It had to be something simple, something that was easy to do and require very little in terms of stuff. So, I skipped over more elaborate exercises like visualization boards.
I made a quick Google search and found something promising. I decided that I would perform the CBT self-esteem inventory, but with a bit of a twist. I would make them multiple times. Part of that is the aspect of repetition.
It was admittedly kind of cheesy to start writing down the strengths and weaknesses. Some were things that I was familiar with, thoughts that came to mind with little provocation. Ruminations of past failures, recollections of affirming praise that I either told myself or heard from others.
As of now, I have done this exercise twice. Some things repeat, but I try to mix it up just enough so that it requires me to think a bit. There was an interesting point where I took the approach of “nothing is too small to list”. Some minor things, details about myself that I don’t often praise. But that’s part of it as well. They were things that were small, so they were often ignored. But they didn’t deserve to be.

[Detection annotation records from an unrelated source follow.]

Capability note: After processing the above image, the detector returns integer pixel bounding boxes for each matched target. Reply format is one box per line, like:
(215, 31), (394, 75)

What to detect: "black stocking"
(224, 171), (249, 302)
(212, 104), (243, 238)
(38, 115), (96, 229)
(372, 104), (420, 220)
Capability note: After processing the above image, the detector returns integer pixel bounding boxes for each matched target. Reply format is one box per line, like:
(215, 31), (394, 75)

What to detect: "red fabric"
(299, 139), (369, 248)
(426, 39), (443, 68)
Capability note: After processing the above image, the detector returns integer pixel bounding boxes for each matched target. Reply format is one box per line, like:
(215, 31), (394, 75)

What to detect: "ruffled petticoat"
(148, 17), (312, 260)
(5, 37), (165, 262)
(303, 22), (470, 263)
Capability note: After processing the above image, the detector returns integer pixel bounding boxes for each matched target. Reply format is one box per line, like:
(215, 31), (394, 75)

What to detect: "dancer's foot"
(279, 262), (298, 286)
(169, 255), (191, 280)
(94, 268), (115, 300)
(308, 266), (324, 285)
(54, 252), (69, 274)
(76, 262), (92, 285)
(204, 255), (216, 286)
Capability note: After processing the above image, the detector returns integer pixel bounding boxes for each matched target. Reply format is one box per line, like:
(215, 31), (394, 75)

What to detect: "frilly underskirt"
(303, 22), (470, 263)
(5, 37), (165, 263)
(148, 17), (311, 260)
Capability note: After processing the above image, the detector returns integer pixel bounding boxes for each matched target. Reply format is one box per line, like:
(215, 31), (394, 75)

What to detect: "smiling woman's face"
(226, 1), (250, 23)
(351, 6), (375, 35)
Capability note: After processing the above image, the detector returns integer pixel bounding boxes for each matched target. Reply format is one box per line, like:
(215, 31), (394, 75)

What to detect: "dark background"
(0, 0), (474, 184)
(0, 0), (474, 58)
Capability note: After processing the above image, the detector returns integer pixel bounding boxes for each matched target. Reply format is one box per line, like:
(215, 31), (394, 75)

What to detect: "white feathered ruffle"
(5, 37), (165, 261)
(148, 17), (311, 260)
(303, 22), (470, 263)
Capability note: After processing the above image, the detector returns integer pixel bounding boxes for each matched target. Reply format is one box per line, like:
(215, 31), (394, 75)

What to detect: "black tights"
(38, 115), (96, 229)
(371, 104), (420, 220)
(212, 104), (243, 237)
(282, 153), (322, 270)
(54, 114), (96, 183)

There is additional value of showing this to an understanding friend, one who can hold you accountable to completing this exercise. I am fortunate to have such a friend, who not only reads what I put down without judgment, but also reminds to fill these out on a daily basis. Someday, I believe that I’ll get to the point where I can just say these things in my mind and not have to write them down. But for now, I’m glad that I’m taking the right steps.